Back in February I posted some thoughts on an essay published in Commentary Magazine by Mike Gerson and Peter Wehner called ‘How to Save the Republican Party’. At the time I also submitted a letter to the Editor of Commentary Magazine picking up on the suggestion that the Centre for Social Justice could provide a model for the US.
The letter has now been published in the June 2013 edition of the magazine and I have reprinted it here:
To the Editor:
IN THEIR superb essay, Michael Gerson and Peter Wehner highlight the considerable challenges for Republicans. As the authors state, the current troubles are not simply the result of a communications problem. In some key areas, policy needs updating, too. The big question is how.
In the ﬁnal section of their essay, Gerson and Wehner suggest that a British think tank, the Centre for Social Justice (CSJ), could provide the answer for the GOP.
The CSJ has been one of the most inﬂuential think tanks in the UK in the last decade. It was founded by the former leader of the Conservative Party (and current secretary of state for work and pensions) Iain Duncan Smith, following his 2002 visit to a deprived housing estate in Glasgow where he saw ﬁrsthand the damaging effects of poverty. Duncan Smith and the CSJ focused their work on overcoming the “pathways to poverty”: family breakdown, educational failure, economic dependence, indebtedness, and addictions. What accounted for the CSJ’s success and what can the GOP learn?
First, all ﬁndings and recommendations from the CSJ are ﬁrmly rooted in evidence, including the use of thorough public polling. The 2007 report Breakthrough Britain, for example, included two waves of polling, which collected the opinions of almost 50,000 people. In an era of pontiﬁcating and punditry when evidence can be relegated below opinion, this approach is powerful.
Second, the CSJ is a superb example of how politicians and policymakers can make the most of their time in opposition. The result is that once the Conservatives were back in government, crucial reforms were pre-packaged and ready to go. This gave the party a huge head start on the current welfare reforms that are being introduced in the UK (led by Duncan-Smith).
Third, the CSJ is a conservative organization with conservative beliefs and principles.
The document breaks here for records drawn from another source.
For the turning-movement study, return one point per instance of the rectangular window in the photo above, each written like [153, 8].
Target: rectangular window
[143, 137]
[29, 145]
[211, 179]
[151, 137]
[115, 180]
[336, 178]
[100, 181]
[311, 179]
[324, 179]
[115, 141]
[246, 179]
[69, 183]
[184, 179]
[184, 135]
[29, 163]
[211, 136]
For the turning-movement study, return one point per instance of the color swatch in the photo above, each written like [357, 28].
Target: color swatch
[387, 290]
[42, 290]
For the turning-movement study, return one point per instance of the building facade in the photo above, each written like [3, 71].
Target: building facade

However, it has never been bound by partisanship or tribalism. When the Labour Party was in government, the CSJ was actively engaged in working together with Labour MPs to see their policies implemented. Perhaps the best example of this approach is seen in the 2008 report Early Intervention, co-written with Labour MP Graham Allen. This report led to all of the main party leaders’ signing up to the new social policy of “Early Intervention.” This willingness to reach across the aisle has given the CSJ a coalition of supporters from different political spheres.
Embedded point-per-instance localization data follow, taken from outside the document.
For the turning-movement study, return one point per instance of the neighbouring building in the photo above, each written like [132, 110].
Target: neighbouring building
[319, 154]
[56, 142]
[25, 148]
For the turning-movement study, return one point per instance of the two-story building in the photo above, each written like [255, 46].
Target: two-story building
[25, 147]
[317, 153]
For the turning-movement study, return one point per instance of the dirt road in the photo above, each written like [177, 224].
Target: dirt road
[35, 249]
If it is to change in any meaningful way, the Republican Party must resist the temptation to do what many political parties do following defeat: repeat more loudly the same failed policies under the assumption that the people simply didn’t hear the message the ﬁrst time around.
The Washington D.C. think tank scene is highly competitive. If, however, there is space for one more, modelling it on the Centre for Social Justice would be an excellent starting point. And the good news is that work has already begun at state level. The Georgia Center for Opportunity seems to be following the CSJ model. Perhaps it will be only a matter of time before we see this scaled up to the national level.
Legatum Institute, London
Commentary Magazine provides space for the authors of the original essay to also post their response to the published letters. Concerning my letter, Mike Gerson and Peter Wehner said this:
And we thank Nathan Gamester for his insightful letter on the Centre for Social Justice. We’re great admirers of the CSJ, and we believe there is much the Republican Party can learn from it.